Sarah nodded.
“A terrible Noba warrior dared threaten the king. But it was the will of the Lord of all that I survive and rule the land. My medicine man placed himself between my body and the lance-blade and fell in my place. It was the loss of a fine and brave man. But his sacrifice was not for naught, for my troops killed the enemy and took prisoners and returned home victorious, thanks to the might of the Lord of heaven.”
“The Lord of heaven. Ezana was the Christian king,” Sarah recalled. She was well versed in Aksumite history but downplayed her knowledge. “I don’t understand how this is relevant.”
“Patience, Doctor.” He called up a different screen, this one showing a stele. “This is from an obelisk erected near your expedition site, on the cliff where Dabra Damo now stands. It says, ‘Let it be known that the brave medicine man who was sanctified by the church of the Lord of heaven is laid to rest with the highest honors and privileges for saving the life of King Ezana, king of kings, ruler of Aksum and of the vast empire. May his soul be forgiven and accepted into the kingdom of heaven by the Lord of the land and of heaven and of all things holy. I have raised this gravestone by the power of the Lord of heaven and if anyone defaces it or removes it, let him and his race be removed from the face of the earth.’” Matakala paused and looked at Sarah.
She kept staring at the words. “You say this stele was near our site. Where is it now? I should like to see it.”
“It is in private hands, I’m afraid. This was stolen from Ethiopia by bandits many years ago and sold on the black market to a German collector. No one knew where it was until he died and his estate was auctioned. We tried to acquire it but were outbid by an anonymous collector. We managed to get these photos from the auction house.”
“I suppose you’re going to tell me why you asked me here.”
“It’s … complicated.” Matakala seemed to weigh his words. “Are you a person of faith, Doctor?”
“I am a scientist. I believe what I can see, hear, and touch.”
“This is a matter of faith. Let me see if I can put it plainly. As you may know, our faith recognizes nine saints—the Tsadkan, or righteous ones. These are the pious men who spread the word of Christianity and built monasteries across our country. But according to Coptic mysticism, there was a tenth saint. We had no proof of this until we saw the inscription on this stele. It’s all there, etched in stone: the man to whom the stele refers was made a saint by the Ethiopian church a good century before any of these nine men walked our lands.”
Sarah interrupted. “What do you know about this tenth saint?”
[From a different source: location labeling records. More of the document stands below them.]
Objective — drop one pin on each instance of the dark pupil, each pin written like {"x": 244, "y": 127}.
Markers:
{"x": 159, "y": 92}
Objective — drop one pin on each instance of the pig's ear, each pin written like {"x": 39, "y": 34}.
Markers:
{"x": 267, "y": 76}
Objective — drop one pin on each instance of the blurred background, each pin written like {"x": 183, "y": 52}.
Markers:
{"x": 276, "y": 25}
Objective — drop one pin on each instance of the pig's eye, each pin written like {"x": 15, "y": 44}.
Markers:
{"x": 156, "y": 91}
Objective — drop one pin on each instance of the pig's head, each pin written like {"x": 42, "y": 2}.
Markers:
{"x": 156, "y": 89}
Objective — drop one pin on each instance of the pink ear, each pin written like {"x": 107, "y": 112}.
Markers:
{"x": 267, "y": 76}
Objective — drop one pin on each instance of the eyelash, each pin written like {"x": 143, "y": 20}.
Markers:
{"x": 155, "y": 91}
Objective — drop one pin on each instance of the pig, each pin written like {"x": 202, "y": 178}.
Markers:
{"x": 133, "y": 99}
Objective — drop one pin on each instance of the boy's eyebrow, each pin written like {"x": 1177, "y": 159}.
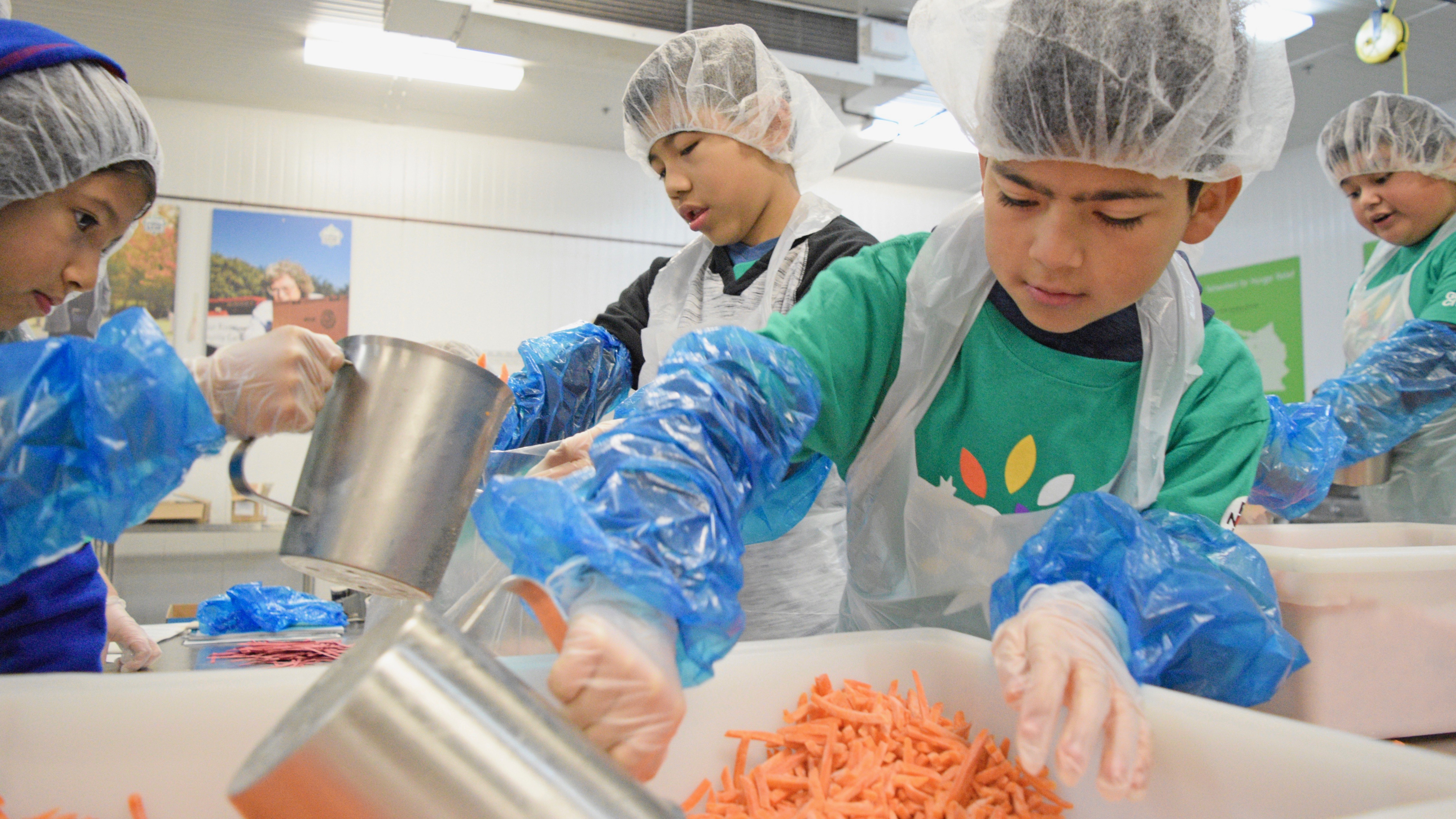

“According to legend, he wasn’t Ethiopian; he was from the West. That’s conjecture, but it’s all we know.” He leaned forward. “Dr. Weston, we need your help.”
Sarah knew what was coming. She gritted her teeth and let him talk.
“We believe what you have found is the tomb of our tenth saint.” His gaze hardened. “I cannot emphasize enough the significance of this individual to our religion. We …” He raised a loose fist to his lips. “Let me put it another way. As a guest of our government, you have certain rights. No one disputes that. We are prepared to grant you a state-subsidized labor force in order to hasten your excavation of the royal necropolis, but we must insist that this particular find be turned over to the Ministry.”
Sarah’s face burned, but she spoke calmly. “Presuming I cooperate, what will the Ministry do with it?”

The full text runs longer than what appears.